У Габышева есть два дара – рассказчика и правды, один от природы, другой от человека.
Его повествование – о зоне. Воздухом зоны вы начинаете дышать с первой страницы и с первых глав, посвященных еще вольному детству героя. Здесь все – зона, от рождения. Дед – крестьянин, отец – начальник милиции, внук – зек. Центр и сердце повести – колония для несовершеннолетних Одлян. Одлян – имя это станет нарицательным, я уверен. Это детские годы крестьянского внука, обретающего свободу в зоне, постигающего ее смысл, о котором слишком многие из нас, проживших на воле, и догадки не имеют.
Это смелая книга – и граждански, и художнически. Ее надо было не только написать (в то время «в никуда», в будущее – «до востребования»), ее надо было – преодолеть. Почти так, как ту жизнь, что в ней описана.
Впрочем, преодолевая эту жизнь уже в чтении, не успеваешь задаться вопросом, как эта книга написана. Эффект подлинности таков, сопереживание герою настолько велико, что не можешь сам себе ответить на другой вопрос: как можно было пережить все это?
Невозможно. Ни дружбы, ни опоры здесь нет – лишь боль и унижение, без конца. Смерть кажется желанной как единственно возможное освобождение. И все-таки герой спасается. Что же спасает его?
Спасает его любовь и вера. Эта тема может оказаться заслоненной для невнимательного читателя всем тем ужасом страдания, которым насыщена книга. Но, только не утеряв любовь и расслышав голос веры, выживает герой. Тут нет дани ни чувствительности, ни моде. Герой не подготовлен, он не знает, ни что такое любовь, ни что такое вера. Они являются ему с тою же достоверностью факта, что и страдания. Между любовью и верой здесь тот же знак равенства, что и в писании, но не вычитанный, а обретенный (недаром и любимую героя зовут Вера). В момент полного отчаяния, когда герой близок и к убийству и к самоубийству, он слышит Голос: «Терпи, терпи, Глаз, это ничего, это так надо. Ты должен все вынести. Ведь ты выдюжишь. Я тебя знаю, что же ты скис? Подними голову. Одлян долго продолжаться не будет. Ты все равно из него вырвешься». Герой верит Голосу и не верит себе, что и впрямь слышит его: «Неужели я начал от этого Одляна сходить с ума? Неужели сойду? Нет, с ума сходить нельзя. Ведь если и правда сойду, мне все равно не поверят, скажут, что я кошу. Нет, Господи, нет, с ума нельзя сходить. Что угодно, только остаться в своем уме. Буду считать, что я пока в своем уме. И это мне все приснилось. Интересно, а я узнаю, что я сошел с ума? Если сошел, то я же не пойму, что я дураком стал… Нет, если я так рассуждаю, то я, слава богу, еще не дурак».
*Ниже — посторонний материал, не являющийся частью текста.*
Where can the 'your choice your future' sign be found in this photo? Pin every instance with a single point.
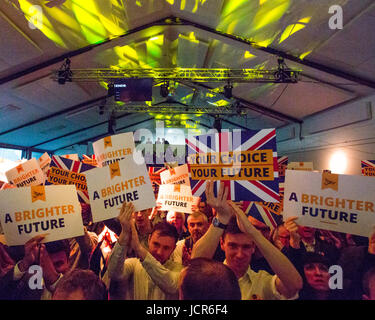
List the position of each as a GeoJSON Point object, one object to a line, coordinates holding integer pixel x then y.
{"type": "Point", "coordinates": [342, 203]}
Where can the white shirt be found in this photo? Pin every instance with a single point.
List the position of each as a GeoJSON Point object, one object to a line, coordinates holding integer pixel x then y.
{"type": "Point", "coordinates": [146, 280]}
{"type": "Point", "coordinates": [259, 286]}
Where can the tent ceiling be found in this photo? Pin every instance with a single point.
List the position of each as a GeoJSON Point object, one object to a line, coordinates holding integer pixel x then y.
{"type": "Point", "coordinates": [35, 111]}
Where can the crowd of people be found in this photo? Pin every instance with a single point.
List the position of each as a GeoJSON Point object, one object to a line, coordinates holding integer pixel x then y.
{"type": "Point", "coordinates": [215, 253]}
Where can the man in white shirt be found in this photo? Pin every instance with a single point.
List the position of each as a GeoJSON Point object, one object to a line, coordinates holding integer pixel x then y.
{"type": "Point", "coordinates": [238, 242]}
{"type": "Point", "coordinates": [152, 275]}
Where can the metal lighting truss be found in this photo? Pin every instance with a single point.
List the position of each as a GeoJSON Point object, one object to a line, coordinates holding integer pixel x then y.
{"type": "Point", "coordinates": [280, 75]}
{"type": "Point", "coordinates": [178, 109]}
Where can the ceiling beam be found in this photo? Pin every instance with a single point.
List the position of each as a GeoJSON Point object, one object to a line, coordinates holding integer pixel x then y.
{"type": "Point", "coordinates": [104, 134]}
{"type": "Point", "coordinates": [59, 113]}
{"type": "Point", "coordinates": [315, 65]}
{"type": "Point", "coordinates": [80, 130]}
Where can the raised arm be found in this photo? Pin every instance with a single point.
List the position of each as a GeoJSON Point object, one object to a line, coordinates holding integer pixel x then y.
{"type": "Point", "coordinates": [206, 246]}
{"type": "Point", "coordinates": [288, 281]}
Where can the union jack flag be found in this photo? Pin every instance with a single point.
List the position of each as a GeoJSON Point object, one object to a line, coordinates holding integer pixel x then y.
{"type": "Point", "coordinates": [283, 163]}
{"type": "Point", "coordinates": [368, 167]}
{"type": "Point", "coordinates": [73, 166]}
{"type": "Point", "coordinates": [154, 173]}
{"type": "Point", "coordinates": [247, 190]}
{"type": "Point", "coordinates": [262, 214]}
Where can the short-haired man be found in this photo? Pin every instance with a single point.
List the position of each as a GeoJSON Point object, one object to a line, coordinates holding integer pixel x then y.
{"type": "Point", "coordinates": [239, 245]}
{"type": "Point", "coordinates": [197, 225]}
{"type": "Point", "coordinates": [206, 279]}
{"type": "Point", "coordinates": [151, 276]}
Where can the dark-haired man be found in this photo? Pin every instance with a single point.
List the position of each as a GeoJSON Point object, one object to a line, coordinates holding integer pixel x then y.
{"type": "Point", "coordinates": [206, 279]}
{"type": "Point", "coordinates": [152, 275]}
{"type": "Point", "coordinates": [238, 242]}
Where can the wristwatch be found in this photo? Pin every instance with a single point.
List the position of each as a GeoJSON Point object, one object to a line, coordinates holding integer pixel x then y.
{"type": "Point", "coordinates": [216, 222]}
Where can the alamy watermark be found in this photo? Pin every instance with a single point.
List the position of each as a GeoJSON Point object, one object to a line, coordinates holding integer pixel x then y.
{"type": "Point", "coordinates": [336, 21]}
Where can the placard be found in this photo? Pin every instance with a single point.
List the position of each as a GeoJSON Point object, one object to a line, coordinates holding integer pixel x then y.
{"type": "Point", "coordinates": [120, 181]}
{"type": "Point", "coordinates": [177, 198]}
{"type": "Point", "coordinates": [368, 168]}
{"type": "Point", "coordinates": [246, 161]}
{"type": "Point", "coordinates": [65, 171]}
{"type": "Point", "coordinates": [177, 175]}
{"type": "Point", "coordinates": [113, 148]}
{"type": "Point", "coordinates": [30, 211]}
{"type": "Point", "coordinates": [44, 162]}
{"type": "Point", "coordinates": [350, 209]}
{"type": "Point", "coordinates": [26, 174]}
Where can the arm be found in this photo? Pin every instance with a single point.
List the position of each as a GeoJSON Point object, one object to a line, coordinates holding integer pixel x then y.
{"type": "Point", "coordinates": [288, 281]}
{"type": "Point", "coordinates": [206, 246]}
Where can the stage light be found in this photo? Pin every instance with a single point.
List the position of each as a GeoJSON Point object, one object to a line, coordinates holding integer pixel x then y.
{"type": "Point", "coordinates": [217, 124]}
{"type": "Point", "coordinates": [164, 91]}
{"type": "Point", "coordinates": [338, 162]}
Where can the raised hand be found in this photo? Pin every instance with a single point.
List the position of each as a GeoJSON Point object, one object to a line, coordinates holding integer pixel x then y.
{"type": "Point", "coordinates": [219, 203]}
{"type": "Point", "coordinates": [50, 275]}
{"type": "Point", "coordinates": [125, 218]}
{"type": "Point", "coordinates": [31, 252]}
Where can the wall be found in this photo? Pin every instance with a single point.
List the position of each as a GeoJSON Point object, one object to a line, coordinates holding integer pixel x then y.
{"type": "Point", "coordinates": [349, 128]}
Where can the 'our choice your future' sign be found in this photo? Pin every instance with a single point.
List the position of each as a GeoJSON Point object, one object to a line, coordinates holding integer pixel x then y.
{"type": "Point", "coordinates": [110, 186]}
{"type": "Point", "coordinates": [30, 211]}
{"type": "Point", "coordinates": [343, 203]}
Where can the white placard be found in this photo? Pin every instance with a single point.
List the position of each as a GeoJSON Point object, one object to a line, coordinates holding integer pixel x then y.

Слава Богу! Это время не удалено от нас, мы его еще хорошо помним. Это не двадцатые, и не тридцатые, это конец 60-х – начало 70-х, когда страна погружалась во все более глубокий сон. Я ни хочу опережать повесть пересказом – прочтите. Прочтите и сравните свой сон с реальностью.
Прошло каких-то пять лет с тех пор, как ко мне заявился неожиданный гость как угроза, как кошмар, как напоминание. Страна начала просыпаться, все болит в ней и ломит как с перепою. Проснулась и себя не узнает: кругом националы, рокеры, зеки, старики и дети.
Пришло время и этой повести. Она нужна не им, а нам.
А. Битов.
Посвящается малолеткам
ЧАСТЬ №1
КРЕЩЕНИЕ
1
В широкие, серые, окованные железом тюремные ворота въехал с жадно горящими очами-фарами черный «ворон». Начальник конвоя, молоденький лейтенант, споро выпрыгнул из кабины, поправил кобуру на белом овчинном полушубке и, вдохнув холодный воздух, скомандовал: «Выпускай!»
Конвоиры, сидевшие в чреве «ворона» вместе с заключенными, отделенные от них стальной решеткой, отомкнув ее – она лязгнула, как пасть волка,– выпрыгнули на утоптанный снег. Следом посыпались зеки, тут же строящиеся в две шеренги.
– Живее, живее! – прикрикнул на них начальник конвоя, а сам, с пузатым коричневым портфелем, сплюнув сигарету на снег, скрылся в дверях привратки. Он пошел сдавать личные дела заключенных. Их было двадцать семь. Зеки построились по двое и дышали морозным воздухом, наслаждаясь им. У них его скоро отнимут. После тесноты «воронка» стоять на улице было блаженство. Солдаты-конвоиры их пересчитали, ради шутки покрыв матом новичка, которому не нашлось пары. Один из зеков – бывалый,– видя веселое настроение конвоя, сострил:
– По парам надо ловить, а непарных гнать в шею.
Конвоиры на это ничего не ответили, а запританцовывали, согревая замерзшие ноги. Из привратки показался начальник конвоя и, крикнув: «Заводи!»—скрылся снова.
– Пошёль,– буркнул на зеков скуластый солдат-азиат, перестав пританцовывать. Он и так плохо говорил по-русски, а тут вдобавок мороз губы прихватил.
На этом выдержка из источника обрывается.